Wilkomierz, Lithuania: Deutsche Verwaltung im Gebiet des Oberbefehlshabers Ost, 1917. Original document. Staple bound wraps. Sextodecimo. (5 7/8 x 3 1/2"). 8pp. Original blue wraps with German Eagle and black ruling and lettering on cover. Stamp of the Deutsche Verwaltung i. Gebiet d. Oberbefehlshabers Ost printed to back cover, protected by modern mylar. Printed text in German and Yiddish. The front cover with penciled letters and numbers and red note "Umzug angemeldet 9/9 18 (Move applied for). Inside of front cover with printed regulations in German and English. Opposing page with citizen's data: "Paß" No. 1480 issued for Kozhe Garb, born Pelikan, residing in Wilkomierz. Born March 1876 in Wilkomierz. This page is stamped "Verwaltungsgebiet Litauen (Administrative District Litauen). The centerfold with passport photo on the left, stamped at corners and one additional stamp, profession deemed Ehefrau (Wife). The facing page indicates height and an entry for a scar on the left side of the forehead; with print of the index finger at bottom. Page six confirms the identity of Garb, dated February 8, 1917, with signature of the Mayor and stamp of the issuing agency "Verwaltungsgebiet Litauen." Page seven with a handwritten entry for Israel Garb, December 1912, and seven additional handwritten, unidentifiable notes, one of them possibly "deportiert, on May 7, 1919" and two stamps.

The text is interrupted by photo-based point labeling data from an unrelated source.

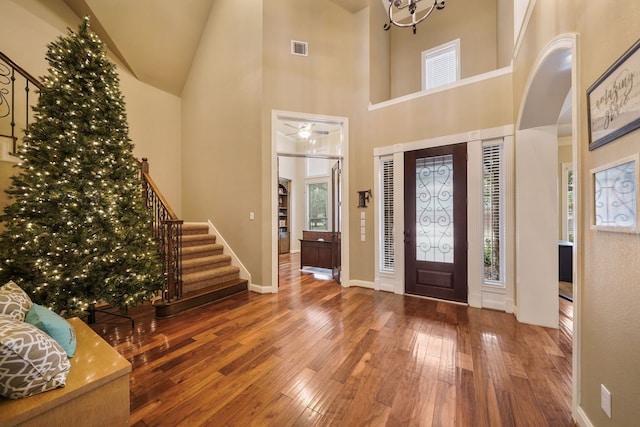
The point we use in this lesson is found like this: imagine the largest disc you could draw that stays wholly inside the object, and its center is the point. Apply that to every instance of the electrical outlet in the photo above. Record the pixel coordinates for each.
(605, 400)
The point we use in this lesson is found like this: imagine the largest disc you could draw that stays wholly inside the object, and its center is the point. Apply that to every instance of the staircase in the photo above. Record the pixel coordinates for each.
(207, 273)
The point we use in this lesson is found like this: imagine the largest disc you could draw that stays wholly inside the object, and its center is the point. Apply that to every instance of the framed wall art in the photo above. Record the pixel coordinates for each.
(614, 100)
(615, 196)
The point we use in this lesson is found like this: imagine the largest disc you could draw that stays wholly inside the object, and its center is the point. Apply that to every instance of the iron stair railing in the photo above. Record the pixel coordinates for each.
(167, 229)
(12, 75)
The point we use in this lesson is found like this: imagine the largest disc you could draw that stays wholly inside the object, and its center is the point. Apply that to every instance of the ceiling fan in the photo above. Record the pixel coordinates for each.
(305, 130)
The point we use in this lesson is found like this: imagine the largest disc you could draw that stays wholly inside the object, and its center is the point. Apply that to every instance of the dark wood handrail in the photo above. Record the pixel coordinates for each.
(167, 229)
(152, 185)
(8, 70)
(20, 70)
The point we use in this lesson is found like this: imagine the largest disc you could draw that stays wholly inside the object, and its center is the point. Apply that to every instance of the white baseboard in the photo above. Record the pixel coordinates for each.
(361, 284)
(260, 289)
(582, 419)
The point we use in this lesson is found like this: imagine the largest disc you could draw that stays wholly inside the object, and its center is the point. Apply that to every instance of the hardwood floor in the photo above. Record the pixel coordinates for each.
(319, 354)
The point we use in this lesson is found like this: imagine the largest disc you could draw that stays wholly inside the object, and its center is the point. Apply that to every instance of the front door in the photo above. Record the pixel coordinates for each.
(436, 222)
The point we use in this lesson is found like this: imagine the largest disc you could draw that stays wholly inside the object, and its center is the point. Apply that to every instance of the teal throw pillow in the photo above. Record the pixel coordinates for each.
(54, 325)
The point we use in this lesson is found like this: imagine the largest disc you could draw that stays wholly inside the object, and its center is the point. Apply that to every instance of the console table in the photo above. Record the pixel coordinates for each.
(316, 249)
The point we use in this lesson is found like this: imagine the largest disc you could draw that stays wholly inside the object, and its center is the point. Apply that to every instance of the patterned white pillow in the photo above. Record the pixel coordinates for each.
(14, 302)
(31, 362)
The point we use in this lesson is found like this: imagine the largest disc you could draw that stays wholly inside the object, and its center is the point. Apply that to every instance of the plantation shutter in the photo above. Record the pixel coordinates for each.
(387, 257)
(492, 159)
(441, 68)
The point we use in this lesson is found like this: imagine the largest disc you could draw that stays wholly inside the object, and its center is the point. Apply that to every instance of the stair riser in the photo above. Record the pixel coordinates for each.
(190, 231)
(179, 306)
(189, 287)
(208, 239)
(204, 267)
(205, 253)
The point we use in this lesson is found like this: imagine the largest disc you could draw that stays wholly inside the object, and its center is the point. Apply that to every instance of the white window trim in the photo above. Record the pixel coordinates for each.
(318, 180)
(499, 283)
(433, 52)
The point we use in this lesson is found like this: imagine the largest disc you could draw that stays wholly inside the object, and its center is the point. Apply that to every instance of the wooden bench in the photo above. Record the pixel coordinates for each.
(96, 393)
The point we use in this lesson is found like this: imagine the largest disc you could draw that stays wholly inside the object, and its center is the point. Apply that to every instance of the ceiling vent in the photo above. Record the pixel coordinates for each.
(299, 48)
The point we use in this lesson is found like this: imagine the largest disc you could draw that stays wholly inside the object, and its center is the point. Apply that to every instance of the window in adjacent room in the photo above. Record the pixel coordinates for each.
(567, 201)
(493, 212)
(317, 206)
(441, 65)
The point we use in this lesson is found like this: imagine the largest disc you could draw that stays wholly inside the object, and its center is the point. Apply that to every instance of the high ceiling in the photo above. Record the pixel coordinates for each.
(157, 39)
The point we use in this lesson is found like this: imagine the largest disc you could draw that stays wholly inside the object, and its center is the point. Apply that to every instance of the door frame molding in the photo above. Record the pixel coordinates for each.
(479, 294)
(276, 115)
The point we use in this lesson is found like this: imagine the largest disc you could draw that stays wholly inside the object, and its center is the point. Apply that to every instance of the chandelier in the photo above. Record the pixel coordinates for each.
(396, 7)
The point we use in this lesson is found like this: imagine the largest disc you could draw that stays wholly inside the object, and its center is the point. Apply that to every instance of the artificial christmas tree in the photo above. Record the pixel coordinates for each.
(77, 231)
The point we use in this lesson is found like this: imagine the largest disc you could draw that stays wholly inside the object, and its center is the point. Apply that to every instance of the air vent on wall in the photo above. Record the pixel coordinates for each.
(299, 48)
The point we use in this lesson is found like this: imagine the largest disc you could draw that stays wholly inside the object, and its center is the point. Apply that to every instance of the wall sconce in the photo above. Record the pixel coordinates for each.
(363, 198)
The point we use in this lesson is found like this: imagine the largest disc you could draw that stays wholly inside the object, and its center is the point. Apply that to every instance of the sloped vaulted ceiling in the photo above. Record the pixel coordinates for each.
(155, 39)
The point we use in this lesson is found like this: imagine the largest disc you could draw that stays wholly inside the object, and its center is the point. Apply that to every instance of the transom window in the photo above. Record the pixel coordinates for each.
(441, 65)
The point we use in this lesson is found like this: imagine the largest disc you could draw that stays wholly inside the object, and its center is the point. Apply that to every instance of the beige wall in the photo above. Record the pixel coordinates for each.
(609, 320)
(472, 21)
(505, 32)
(379, 61)
(321, 83)
(221, 128)
(153, 116)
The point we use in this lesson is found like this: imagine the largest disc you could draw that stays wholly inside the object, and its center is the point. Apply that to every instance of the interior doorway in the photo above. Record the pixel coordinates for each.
(538, 229)
(309, 154)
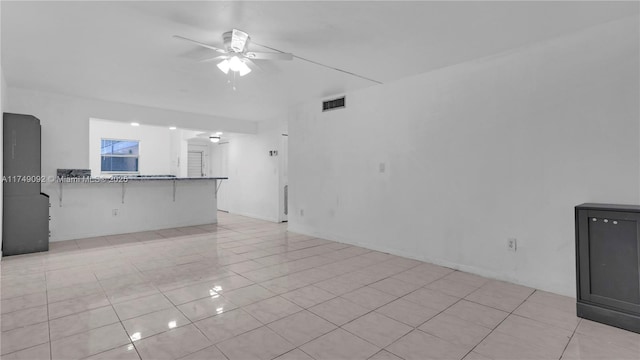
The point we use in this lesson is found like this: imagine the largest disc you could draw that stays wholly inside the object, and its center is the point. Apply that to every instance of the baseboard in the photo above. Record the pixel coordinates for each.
(254, 216)
(432, 260)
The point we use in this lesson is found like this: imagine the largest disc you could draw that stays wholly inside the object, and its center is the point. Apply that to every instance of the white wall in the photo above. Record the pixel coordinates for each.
(3, 94)
(154, 147)
(475, 154)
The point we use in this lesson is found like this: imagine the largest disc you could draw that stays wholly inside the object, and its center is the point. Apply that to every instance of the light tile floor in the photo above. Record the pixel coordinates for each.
(248, 289)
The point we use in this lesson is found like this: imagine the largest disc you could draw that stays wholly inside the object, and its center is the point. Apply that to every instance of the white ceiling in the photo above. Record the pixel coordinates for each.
(124, 51)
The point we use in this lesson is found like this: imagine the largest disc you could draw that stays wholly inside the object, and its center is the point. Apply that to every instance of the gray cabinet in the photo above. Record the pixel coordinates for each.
(608, 264)
(25, 210)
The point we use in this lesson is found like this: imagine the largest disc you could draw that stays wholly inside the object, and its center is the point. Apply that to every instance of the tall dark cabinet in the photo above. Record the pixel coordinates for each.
(608, 264)
(25, 211)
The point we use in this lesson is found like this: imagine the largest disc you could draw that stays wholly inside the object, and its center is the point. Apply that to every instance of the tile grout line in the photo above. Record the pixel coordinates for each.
(119, 321)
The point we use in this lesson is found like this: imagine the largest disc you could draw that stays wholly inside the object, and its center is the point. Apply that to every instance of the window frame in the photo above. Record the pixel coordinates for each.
(120, 156)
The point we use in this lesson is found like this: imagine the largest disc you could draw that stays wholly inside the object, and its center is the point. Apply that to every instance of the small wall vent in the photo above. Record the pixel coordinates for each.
(338, 103)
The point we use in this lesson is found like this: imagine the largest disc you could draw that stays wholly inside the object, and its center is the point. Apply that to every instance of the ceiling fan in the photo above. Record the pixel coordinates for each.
(236, 55)
(215, 137)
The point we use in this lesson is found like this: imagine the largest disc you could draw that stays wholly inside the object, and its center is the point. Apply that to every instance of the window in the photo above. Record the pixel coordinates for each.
(119, 156)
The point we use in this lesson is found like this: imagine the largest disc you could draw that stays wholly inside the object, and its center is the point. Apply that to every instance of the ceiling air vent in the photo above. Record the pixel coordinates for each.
(333, 104)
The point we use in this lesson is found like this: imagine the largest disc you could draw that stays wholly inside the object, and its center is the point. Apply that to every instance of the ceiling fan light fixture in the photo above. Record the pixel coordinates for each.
(244, 69)
(224, 66)
(235, 64)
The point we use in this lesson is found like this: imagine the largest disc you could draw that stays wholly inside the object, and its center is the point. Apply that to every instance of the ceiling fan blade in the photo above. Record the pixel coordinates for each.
(201, 44)
(252, 64)
(239, 40)
(221, 57)
(268, 56)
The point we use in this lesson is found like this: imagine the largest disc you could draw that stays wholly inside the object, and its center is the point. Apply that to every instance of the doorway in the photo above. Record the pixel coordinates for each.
(194, 164)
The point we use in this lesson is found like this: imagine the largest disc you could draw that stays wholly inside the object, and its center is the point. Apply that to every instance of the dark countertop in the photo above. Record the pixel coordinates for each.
(125, 179)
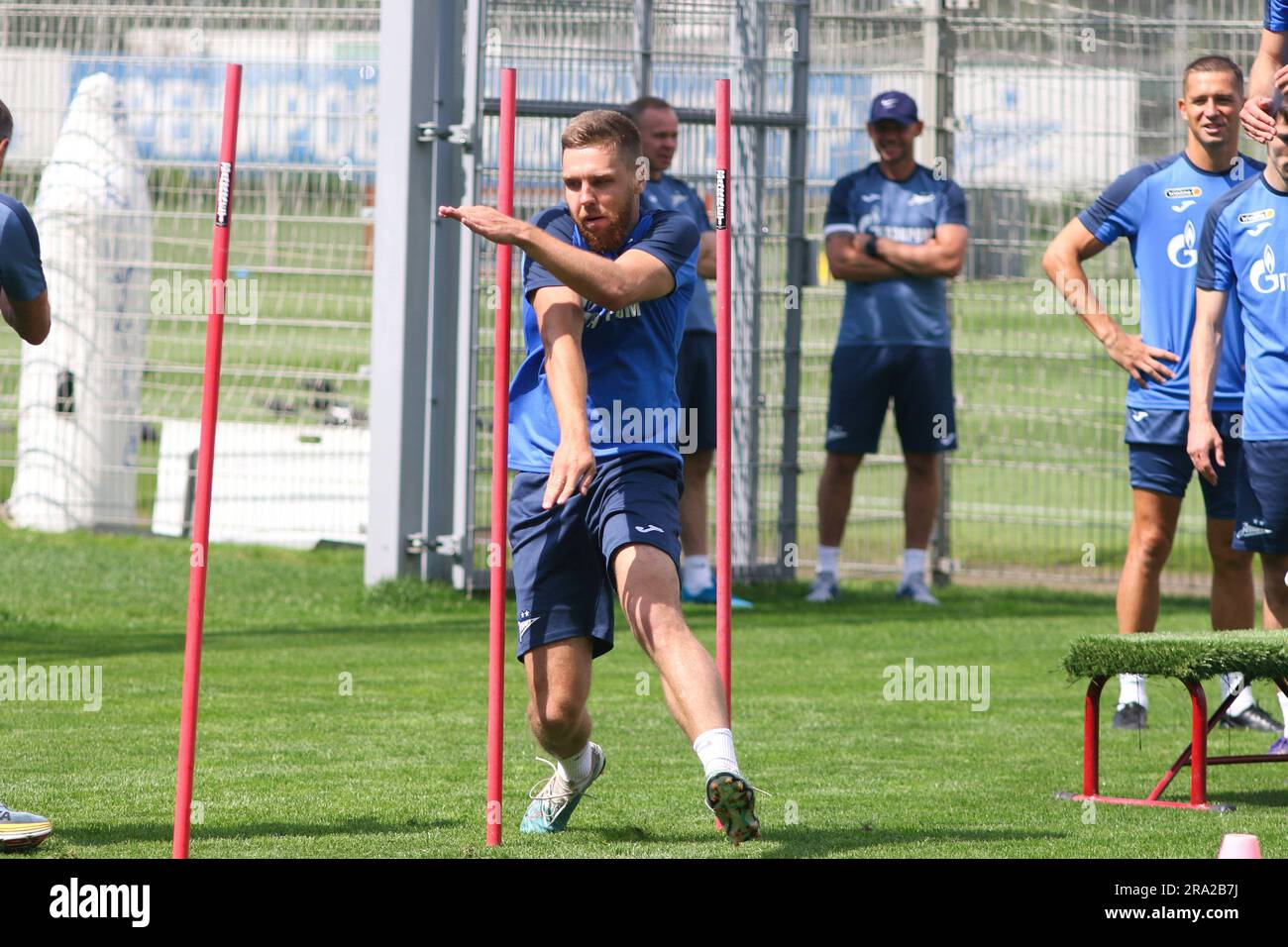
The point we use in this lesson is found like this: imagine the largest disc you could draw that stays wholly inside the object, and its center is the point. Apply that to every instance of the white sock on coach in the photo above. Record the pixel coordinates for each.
(1131, 689)
(828, 560)
(914, 566)
(576, 768)
(697, 574)
(1243, 701)
(715, 751)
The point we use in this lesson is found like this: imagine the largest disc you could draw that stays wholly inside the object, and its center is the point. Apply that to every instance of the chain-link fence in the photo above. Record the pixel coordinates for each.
(117, 114)
(1033, 108)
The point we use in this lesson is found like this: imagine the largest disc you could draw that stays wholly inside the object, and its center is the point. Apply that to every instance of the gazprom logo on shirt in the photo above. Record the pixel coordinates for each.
(1261, 218)
(593, 313)
(1263, 275)
(1180, 249)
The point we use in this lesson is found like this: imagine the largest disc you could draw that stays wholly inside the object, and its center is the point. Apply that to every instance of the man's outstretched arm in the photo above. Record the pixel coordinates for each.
(561, 320)
(1203, 440)
(1269, 71)
(632, 277)
(30, 318)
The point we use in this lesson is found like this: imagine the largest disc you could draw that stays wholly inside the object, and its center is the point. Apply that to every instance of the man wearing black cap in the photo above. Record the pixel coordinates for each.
(896, 234)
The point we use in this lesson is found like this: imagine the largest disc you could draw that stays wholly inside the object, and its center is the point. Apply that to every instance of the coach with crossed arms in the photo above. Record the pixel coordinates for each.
(25, 305)
(896, 234)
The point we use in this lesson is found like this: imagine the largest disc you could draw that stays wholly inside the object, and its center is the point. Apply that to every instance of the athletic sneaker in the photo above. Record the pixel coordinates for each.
(707, 596)
(917, 591)
(824, 587)
(733, 801)
(1252, 719)
(21, 831)
(555, 800)
(1129, 716)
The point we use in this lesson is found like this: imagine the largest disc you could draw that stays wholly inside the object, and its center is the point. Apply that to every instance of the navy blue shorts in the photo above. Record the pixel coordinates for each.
(864, 377)
(1159, 463)
(563, 579)
(1261, 521)
(696, 384)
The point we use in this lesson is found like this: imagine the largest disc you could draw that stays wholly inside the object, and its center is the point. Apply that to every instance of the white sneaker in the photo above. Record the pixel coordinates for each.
(917, 591)
(553, 804)
(824, 587)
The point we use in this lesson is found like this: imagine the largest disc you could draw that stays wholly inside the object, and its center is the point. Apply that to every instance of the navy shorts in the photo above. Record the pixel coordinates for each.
(864, 379)
(563, 581)
(1159, 463)
(696, 384)
(1261, 519)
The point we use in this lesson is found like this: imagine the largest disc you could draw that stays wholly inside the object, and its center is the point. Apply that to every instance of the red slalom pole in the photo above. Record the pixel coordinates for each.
(500, 474)
(200, 549)
(724, 421)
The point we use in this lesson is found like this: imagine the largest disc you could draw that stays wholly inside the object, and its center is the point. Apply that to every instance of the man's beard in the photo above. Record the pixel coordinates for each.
(610, 239)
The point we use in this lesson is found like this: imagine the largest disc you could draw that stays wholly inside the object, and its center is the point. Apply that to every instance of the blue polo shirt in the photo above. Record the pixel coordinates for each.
(1244, 252)
(906, 311)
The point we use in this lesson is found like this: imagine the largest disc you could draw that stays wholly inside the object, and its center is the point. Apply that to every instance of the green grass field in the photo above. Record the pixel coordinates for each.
(290, 767)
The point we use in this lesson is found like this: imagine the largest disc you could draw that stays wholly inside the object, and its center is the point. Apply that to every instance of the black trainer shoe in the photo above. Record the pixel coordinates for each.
(1252, 719)
(733, 801)
(1129, 716)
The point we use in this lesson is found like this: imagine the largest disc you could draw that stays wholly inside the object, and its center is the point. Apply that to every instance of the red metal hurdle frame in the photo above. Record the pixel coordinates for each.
(1194, 755)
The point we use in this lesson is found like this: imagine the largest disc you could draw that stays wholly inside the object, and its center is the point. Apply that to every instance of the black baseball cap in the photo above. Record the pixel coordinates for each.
(894, 105)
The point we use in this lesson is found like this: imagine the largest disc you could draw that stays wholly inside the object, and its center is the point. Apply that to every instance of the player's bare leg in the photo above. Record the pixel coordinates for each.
(919, 506)
(1234, 607)
(1274, 570)
(1153, 527)
(558, 688)
(1233, 594)
(649, 592)
(835, 492)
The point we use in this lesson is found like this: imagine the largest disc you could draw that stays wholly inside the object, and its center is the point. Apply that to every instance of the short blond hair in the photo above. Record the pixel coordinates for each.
(601, 127)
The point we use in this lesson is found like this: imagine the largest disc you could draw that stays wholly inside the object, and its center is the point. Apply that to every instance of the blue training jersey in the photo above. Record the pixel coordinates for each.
(1159, 208)
(21, 274)
(1237, 256)
(907, 311)
(630, 355)
(673, 193)
(1276, 16)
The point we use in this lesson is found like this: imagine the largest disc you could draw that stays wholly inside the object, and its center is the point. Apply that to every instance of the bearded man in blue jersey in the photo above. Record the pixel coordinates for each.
(25, 305)
(1159, 208)
(593, 419)
(1241, 287)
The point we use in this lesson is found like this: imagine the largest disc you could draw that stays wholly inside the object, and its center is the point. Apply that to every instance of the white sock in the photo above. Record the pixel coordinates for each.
(1243, 701)
(576, 768)
(828, 560)
(1131, 689)
(913, 565)
(715, 751)
(697, 574)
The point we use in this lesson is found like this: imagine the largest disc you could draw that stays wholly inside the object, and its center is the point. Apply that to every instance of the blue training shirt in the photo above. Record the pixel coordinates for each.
(1243, 234)
(1159, 208)
(673, 193)
(1276, 16)
(907, 311)
(630, 355)
(21, 274)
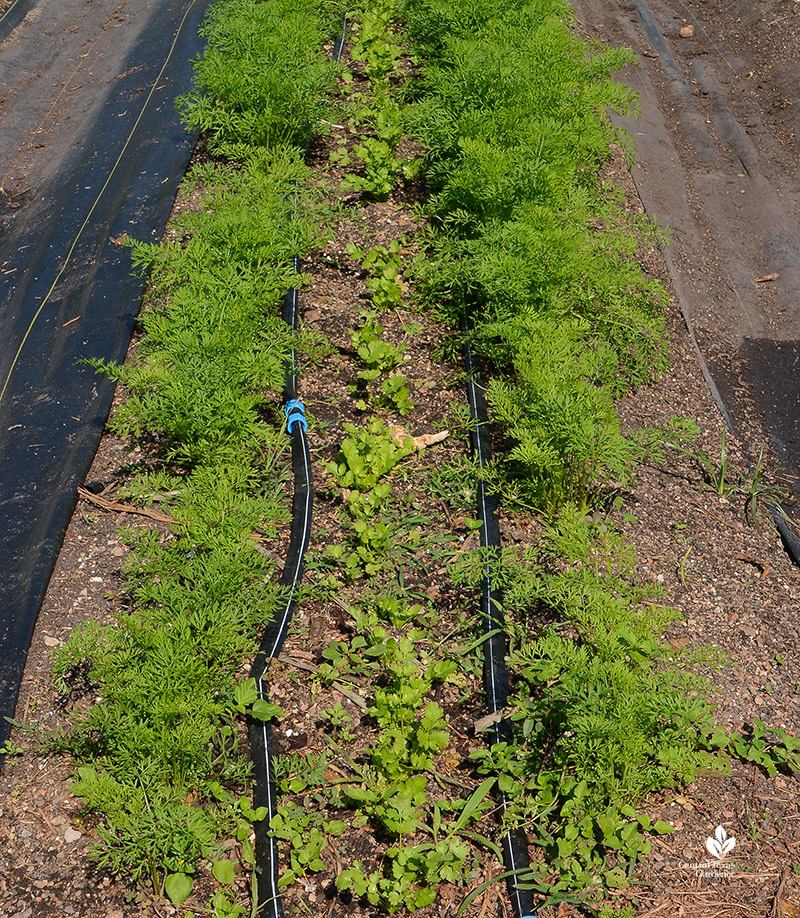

Text in German and Yiddish. Very good condition. Item #47711
Jews settled in Wilkomierz in the late 16th century. They built a synagogue and were granted land for a cemetery. By 1766 the town counted 716 Jews and 7,287 by 1897, representing 53% of the towns general population. In 1914 approximately 10,000 Jews lived in Wilkomierz. During W.W.I. Jews were expelled by the Russian authorities with one exception, Dr. Katzenelenbogen, the Jewish army physician, who declined the honor and left with the other Jews. Some were exiled to Russia while others found refuge in Vilna. The atrocities against Jews in Wilkomierz unfolded three days after the beginning of the war between Russia and Germany on June 22, 1941. (See website of the Museum f the Jewish People Beit-Hatfutsot).